Lessons Learned From Machines 'Watching The News' Through Television News Transcripts

What would it look like to let machines "watch" a decade of television news by reading their closed captioning transcripts? Would these text-only transcripts, lacking the visual cues of the onscreen world, still provide sufficient information for machines to generate a rough topical chronology of the topics and things discussed by the news over the past decade? What would the end result look like and what lessons might we learn along the way?

To explore the idea of having machines "watch" a decade of television news, Google's Cloud Natural Language API was used to read through more than a quarter million broadcast transcripts covering CNN, MSNBC, Fox News and the evening news broadcasts of ABC, CBS and NBC over more than a decade and BBC News London for a third of a decade, using data from the Internet Archive's Television News Archive.

In all, the machines read through the closed captioning of more than 270,000 hours of television news, able to analyze an hour-long broadcast in just over a second and identifying over 410 million entities, in the process creating a non-consumptive minute-by-minute chronology of the topics and things that defined television news coverage of the past decade.

What lessons did we learn along the way?

Perhaps the most important lesson of all was the potential of coreference resolution to fundamentally transform how we search, analyze and understand the unique narrative style of television news.

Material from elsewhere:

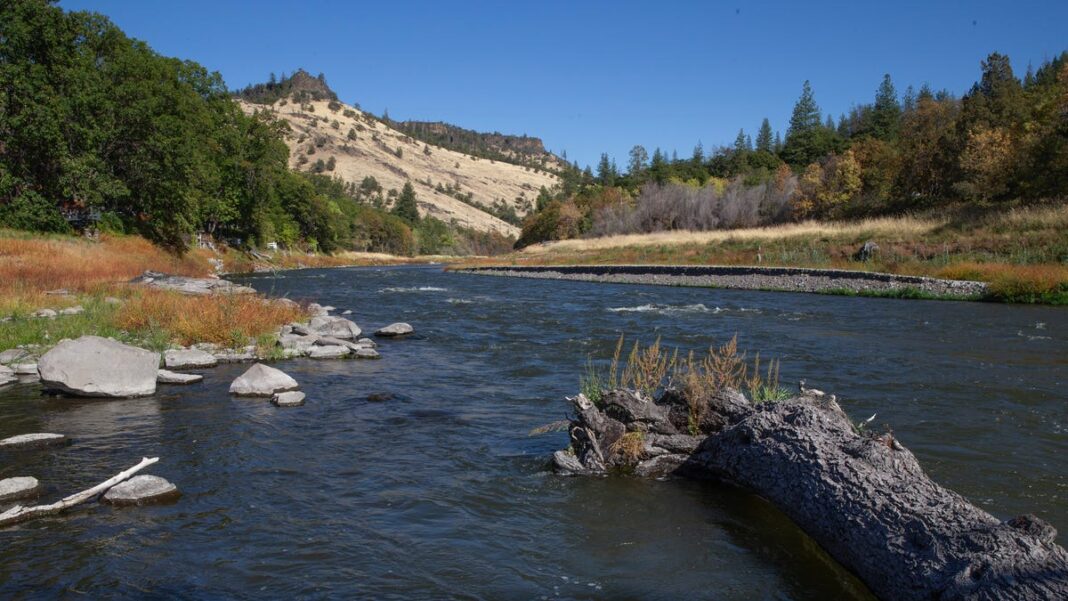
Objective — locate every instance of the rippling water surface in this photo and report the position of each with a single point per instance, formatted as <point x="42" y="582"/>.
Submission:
<point x="440" y="493"/>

Unlike online news, the dialog of television news, especially when incorporating guest speakers, often takes the form of stream of consciousness narration, relying heavily on pronoun and noun references. For example, a broadcast that initially mentions "Donald Trump" may refer to "President Trump", "Trump, "the president" or just "him" in subsequent mentions. Keyword searches of closed captions won't turn up mentions of "the president" or "him" as being references to Trump, since they look only at the literal words that were spoken.

Take the example text "President Trump was back in Washington today. The president made several announcements. He also unveiled a new economic proposal, which he announced through his Twitter account." A traditional keyword search for mentions of "Trump" would return only a single match for this entire snippet since the literal word "Trump" appears only once. In contrast, the Cloud Natural Language API correctly identifies "the president", "his" and the two "he"'s as all referring back to Donald Trump, yielding five total mentions of Donald Trump.

Over the course of an entire broadcast, this coreference resolution entirely transforms our ability to identify entity mentions. Take the 7-8AM PST broadcast of CNN Newsroom With John Berman And Poppy Harlow on January 1, 2018. Then-President Obama is referenced throughout the broadcast as "Barack Obama," "President Obama," "Obama" and simply "President." The Cloud Natural Language API examines the entire broadcast and the context of every name and reference to understand that mentions of "the president" refer to Barack Obama and correctly identifies all four as references to Obama, resolving them to a common unique identifier and providing a URL to his Wikipedia page.

Similarly, mentions of "Arlen Specter" in that same broadcast are connected to mentions of "Senator Specter" and even mentions of just the word "Senator" by itself are identified as invocations of Senator Specter.

References are even correctly localized throughout the broadcast. Thus, "Congressman" in one portion of the broadcast is understood to refer to Ron Paul, while in a subsequent part of the broadcast, references to "Congressman" are resolved to "Joe Sestak," along with "Congressman Sestak" and just plain "Sestak."

In short, coreference resolution fundamentally changes our ability to understand and navigate television news.

How does the lack of capitalization in closed captioning and ASR results affect entity recognition?

Unlike online news coverage, closed captioning transcripts typically lack any semblance of capitalization – they are traditionally either all lowercase or all uppercase. In contrast, entity extraction algorithms typically take capitalization into account as a signal to help them understand entity boundaries. Automatic capitalization models attempt to restore capitalization to human typed captioning and machine generated speech recognition and range from traditional statistical to neural models. Yet even today's best models are far from perfect and this capitalization error can affect most entity extraction systems.

In the case of the Cloud Natural Language API, its need to correctly handle all-caps headlines in traditional textual documents means it actually performs quite well on all-capitalized text, relying on grammatical and semantic cues to delineate entity boundaries. While the lack of capitalization hints means it performs slightly less accurately than on correctly capitalized text, after extensive benchmarking we concluded that uppercasing lowercase transcripts and avoiding the use of automatic capitalization models, allowing the API to rely exclusively on grammatical and semantic cues, yielded the best accuracy.

In the end, the contextualized and localized coreference resolution capabilities of today's deep learning NLP systems like Cloud Natural Language API will allow us to entirely reimagine how we search, analyze and understand television news.